The moment had felt fragile, suspended like a shimmering soap bubble between them. Merry’s mind was a blur of home and warmth, sweetness like maple syrup trickling through her veins. Every breath seemed to pull her closer and closer to him.
The little voice in the back of her head that usually piped up to caution her about getting too close was silent, for once … but just as she was about to tilt her head and lift her lips for the kiss she could almost taste, Ben stepped back.
“I think Alex is ready for solid foods.”
She couldn’t have been more startled if Ben had poked her in the eye, Three Stooges style. Merry broke the surface of her daze, blinking to clear the film of desire from her vision. “Oh?” she’d managed, not very intelligently.
“I’ve been taking notes,” Ben assured her, holding up one broad, long-fingered hand to enumerate his points. “He’s been able to support his own head for several weeks now, and is able to maintain a sitting position for seven to ten minutes at a stretch. He’s more than doubled his birth weight. And I noticed him eyeing your shrimp and grits yesterday, indicating that he’s becoming interested in solid food.”
Merry shook her head and tried to remember the many parenting books and child development guides she’d frantically devoured during her pregnancy. “Between four and six months is a good time to start trying solid foods, I think. But I haven’t noticed Alex making chewing motions during feedings—that’s supposed to be one of the big signs.”
“He’ll figure it out,” Ben had said confidently. “Alex is above average in intelligence.”
As far as Merry knew, Ben had no factual basis for this belief, but she was hardly one to argue. She was pretty sure Alex was the most perfect, wonderful, clever baby ever to draw breath.
So here they were on the morning of their wedding, sitting at the kitchen table and watching Alex push orange mush out of his mouth with his little tongue.
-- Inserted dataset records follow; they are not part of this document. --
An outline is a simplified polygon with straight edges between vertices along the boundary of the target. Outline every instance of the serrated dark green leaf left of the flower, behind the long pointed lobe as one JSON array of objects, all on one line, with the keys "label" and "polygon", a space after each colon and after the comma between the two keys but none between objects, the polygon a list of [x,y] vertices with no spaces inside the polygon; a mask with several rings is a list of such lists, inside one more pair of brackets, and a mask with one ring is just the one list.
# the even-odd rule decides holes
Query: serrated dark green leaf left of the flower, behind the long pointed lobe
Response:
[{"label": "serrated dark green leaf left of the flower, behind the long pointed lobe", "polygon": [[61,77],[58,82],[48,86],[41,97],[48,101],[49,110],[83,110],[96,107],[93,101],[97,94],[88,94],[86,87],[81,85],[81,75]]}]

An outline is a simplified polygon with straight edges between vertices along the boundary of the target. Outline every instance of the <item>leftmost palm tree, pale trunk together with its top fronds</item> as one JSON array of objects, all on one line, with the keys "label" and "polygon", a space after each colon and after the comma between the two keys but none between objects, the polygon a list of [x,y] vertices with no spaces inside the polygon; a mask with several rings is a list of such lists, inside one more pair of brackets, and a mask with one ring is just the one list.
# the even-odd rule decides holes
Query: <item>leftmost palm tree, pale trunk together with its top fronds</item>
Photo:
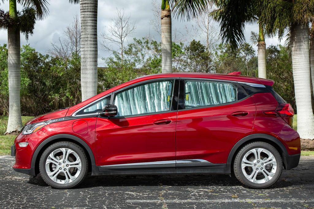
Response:
[{"label": "leftmost palm tree, pale trunk together with its top fronds", "polygon": [[[2,0],[2,3],[4,0]],[[16,0],[9,0],[9,16],[12,21],[8,29],[8,88],[9,88],[9,119],[6,133],[19,132],[22,128],[20,107],[20,30],[28,34],[33,33],[36,19],[43,19],[48,13],[46,0],[18,0],[24,8],[32,8],[25,13],[29,17],[28,22],[19,19],[16,9]],[[36,16],[35,16],[35,13]],[[4,26],[3,26],[4,27]]]}]

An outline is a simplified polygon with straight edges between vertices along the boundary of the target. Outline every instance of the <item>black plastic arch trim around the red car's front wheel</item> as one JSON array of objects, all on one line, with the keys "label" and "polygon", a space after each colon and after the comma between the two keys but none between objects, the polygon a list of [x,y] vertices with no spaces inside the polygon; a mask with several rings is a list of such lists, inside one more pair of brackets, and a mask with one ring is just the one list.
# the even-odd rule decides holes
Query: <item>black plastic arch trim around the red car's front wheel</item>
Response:
[{"label": "black plastic arch trim around the red car's front wheel", "polygon": [[39,173],[39,169],[37,169],[36,167],[36,162],[39,162],[39,154],[42,153],[44,151],[44,148],[46,147],[47,144],[51,144],[51,142],[58,140],[58,139],[70,139],[71,141],[77,142],[78,144],[82,145],[83,148],[87,151],[86,154],[88,154],[88,159],[91,162],[91,168],[92,168],[92,175],[98,175],[99,174],[99,170],[98,167],[96,166],[96,162],[95,162],[95,157],[94,154],[92,152],[92,150],[90,149],[90,147],[86,144],[86,142],[84,142],[84,140],[82,140],[81,138],[78,138],[76,136],[73,136],[71,134],[57,134],[57,135],[53,135],[49,138],[46,138],[43,142],[41,142],[41,144],[39,144],[39,146],[36,148],[33,157],[32,157],[32,161],[30,164],[31,169],[28,171],[28,175],[37,175]]}]

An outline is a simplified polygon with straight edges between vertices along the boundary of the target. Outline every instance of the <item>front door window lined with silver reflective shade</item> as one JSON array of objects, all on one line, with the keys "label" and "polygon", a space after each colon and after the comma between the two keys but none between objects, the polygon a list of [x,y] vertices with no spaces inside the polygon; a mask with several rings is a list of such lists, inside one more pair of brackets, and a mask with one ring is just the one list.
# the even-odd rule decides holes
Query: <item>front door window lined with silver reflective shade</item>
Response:
[{"label": "front door window lined with silver reflective shade", "polygon": [[174,81],[157,81],[117,93],[113,104],[116,117],[169,111]]}]

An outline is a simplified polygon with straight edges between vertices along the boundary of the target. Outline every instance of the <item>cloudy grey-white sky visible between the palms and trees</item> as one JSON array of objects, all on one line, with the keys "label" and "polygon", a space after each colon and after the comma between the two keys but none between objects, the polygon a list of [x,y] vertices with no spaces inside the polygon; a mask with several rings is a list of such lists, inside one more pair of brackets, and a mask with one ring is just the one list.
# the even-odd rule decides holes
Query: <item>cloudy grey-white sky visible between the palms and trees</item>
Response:
[{"label": "cloudy grey-white sky visible between the palms and trees", "polygon": [[[153,0],[154,1],[154,0]],[[154,1],[156,2],[156,1]],[[5,3],[1,2],[0,8],[4,11],[8,10],[8,1]],[[132,34],[132,37],[129,37],[129,41],[135,38],[142,37],[154,37],[156,40],[160,41],[160,36],[154,31],[153,27],[150,24],[150,21],[154,19],[154,7],[150,0],[118,0],[118,1],[98,1],[98,34],[101,32],[106,32],[106,29],[110,23],[111,18],[116,17],[116,10],[125,9],[125,16],[130,16],[130,22],[134,22],[136,25],[135,33]],[[18,10],[22,10],[21,7],[18,7]],[[43,21],[37,21],[35,24],[34,34],[29,37],[29,40],[26,41],[25,37],[21,35],[21,45],[30,44],[31,47],[35,48],[36,51],[40,53],[47,53],[47,50],[51,48],[51,43],[58,43],[59,37],[64,37],[64,30],[69,24],[73,22],[74,16],[78,14],[79,16],[80,8],[78,4],[70,4],[67,0],[52,0],[50,1],[49,14]],[[157,20],[159,21],[159,20]],[[192,25],[195,25],[193,22],[184,22],[176,20],[172,16],[172,29],[176,30],[178,34],[182,37],[187,38],[189,41],[192,39],[199,39],[198,37],[191,37],[193,34],[190,32],[190,35],[187,34],[187,30],[192,29]],[[214,25],[214,30],[219,32],[218,25]],[[251,31],[258,32],[257,24],[250,24],[246,26],[246,41],[250,43],[250,33]],[[218,39],[218,37],[217,37]],[[102,42],[102,39],[99,37],[98,42]],[[8,43],[7,31],[0,30],[0,44],[3,45]],[[250,43],[252,44],[252,43]],[[279,44],[279,41],[275,38],[266,39],[266,44]],[[284,41],[281,42],[284,44]],[[255,47],[257,51],[257,47]],[[102,57],[108,57],[111,54],[102,50],[98,47],[98,66],[104,66],[104,62],[101,60]]]}]

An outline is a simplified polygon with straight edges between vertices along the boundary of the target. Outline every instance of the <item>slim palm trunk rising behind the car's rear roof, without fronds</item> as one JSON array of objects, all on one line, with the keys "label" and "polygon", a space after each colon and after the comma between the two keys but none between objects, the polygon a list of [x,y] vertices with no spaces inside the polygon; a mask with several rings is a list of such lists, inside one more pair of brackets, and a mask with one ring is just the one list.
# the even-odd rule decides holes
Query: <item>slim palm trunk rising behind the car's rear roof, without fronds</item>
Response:
[{"label": "slim palm trunk rising behind the car's rear roof, without fronds", "polygon": [[258,35],[258,77],[266,78],[266,43],[264,38],[263,25],[259,23],[259,35]]}]

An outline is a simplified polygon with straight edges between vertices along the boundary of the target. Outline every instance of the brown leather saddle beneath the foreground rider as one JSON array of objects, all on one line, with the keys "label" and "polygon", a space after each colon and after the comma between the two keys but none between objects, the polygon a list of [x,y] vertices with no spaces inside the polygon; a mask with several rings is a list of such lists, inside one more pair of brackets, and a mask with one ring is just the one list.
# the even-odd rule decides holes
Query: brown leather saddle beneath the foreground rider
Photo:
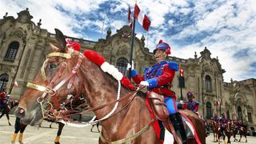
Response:
[{"label": "brown leather saddle beneath the foreground rider", "polygon": [[167,121],[169,118],[169,111],[162,95],[150,92],[147,97],[149,99],[150,107],[156,118],[160,121]]}]

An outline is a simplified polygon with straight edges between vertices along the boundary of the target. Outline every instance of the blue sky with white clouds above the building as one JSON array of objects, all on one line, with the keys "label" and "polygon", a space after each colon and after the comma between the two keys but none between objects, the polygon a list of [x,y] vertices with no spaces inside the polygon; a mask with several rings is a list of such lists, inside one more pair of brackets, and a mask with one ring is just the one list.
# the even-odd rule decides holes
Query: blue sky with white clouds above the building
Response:
[{"label": "blue sky with white clouds above the building", "polygon": [[[127,25],[127,10],[135,1],[125,0],[1,0],[0,16],[17,18],[29,8],[32,20],[42,18],[42,28],[54,28],[66,35],[98,41]],[[154,50],[159,39],[171,46],[172,56],[194,58],[206,46],[211,57],[218,56],[225,82],[256,78],[256,0],[138,0],[151,20],[149,31],[136,24],[138,37]],[[104,21],[103,33],[102,24]]]}]

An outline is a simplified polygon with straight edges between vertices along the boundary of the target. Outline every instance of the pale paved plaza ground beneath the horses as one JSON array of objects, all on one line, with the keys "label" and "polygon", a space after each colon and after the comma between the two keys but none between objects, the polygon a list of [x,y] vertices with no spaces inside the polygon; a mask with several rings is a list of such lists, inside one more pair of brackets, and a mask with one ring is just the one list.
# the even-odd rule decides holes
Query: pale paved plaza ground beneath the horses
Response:
[{"label": "pale paved plaza ground beneath the horses", "polygon": [[[0,144],[10,144],[10,139],[14,134],[14,115],[10,115],[10,122],[12,126],[8,126],[6,117],[0,119]],[[49,122],[43,122],[42,127],[33,127],[27,126],[23,142],[25,144],[52,144],[54,143],[54,138],[58,131],[58,124],[53,124],[52,128],[49,128]],[[91,133],[90,126],[85,128],[76,128],[71,126],[64,126],[61,136],[62,144],[97,144],[98,143],[98,133]],[[96,131],[96,127],[94,127]],[[247,144],[255,144],[256,137],[248,137]],[[242,138],[242,142],[233,142],[233,138],[231,139],[231,143],[234,144],[243,144],[245,142],[245,138]],[[18,137],[16,139],[18,141]],[[16,142],[18,144],[18,142]],[[213,142],[213,135],[211,134],[206,138],[207,144],[217,144],[218,142]],[[224,143],[224,142],[222,142]]]}]

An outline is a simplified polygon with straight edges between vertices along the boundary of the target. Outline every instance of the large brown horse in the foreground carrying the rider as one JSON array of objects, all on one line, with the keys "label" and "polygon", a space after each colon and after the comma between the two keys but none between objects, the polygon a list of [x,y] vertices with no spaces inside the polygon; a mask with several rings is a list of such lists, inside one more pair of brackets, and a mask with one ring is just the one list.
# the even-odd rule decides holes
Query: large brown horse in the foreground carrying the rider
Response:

Thus far, he’d ingested maybe a teaspoonful of sweet potatoes—and that was a generous estimate. The rest of the half-cup serving decorated Alex’s chubby cheeks, stuck together the wisps of dark hair on his forehead, and smeared over Ben’s hands and down the front of his blue plaid shirt.
Day Six of the Solid Food Experiment wasn’t going well. But Dr. Ben Fairfax—meticulous, precise, crotchety, impatient Ben—never lost his patience. Never, not by a flicker of an eyelash, did he betray an ounce of frustration or annoyance. Not even when Alex’s excitedly flailing hands knocked the spoon hard enough to send sweet potatoes sailing through the air to splat against the pretty dogwood-patterned wallpaper.
Merry suppressed a snort of laughter that had Ben narrowing his eyes at her. She gave him her best Innocent Angel face, but he didn’t appear convinced.
“Merry? Hello, are you still there?” Jo’s frazzled voice sounded in her ear.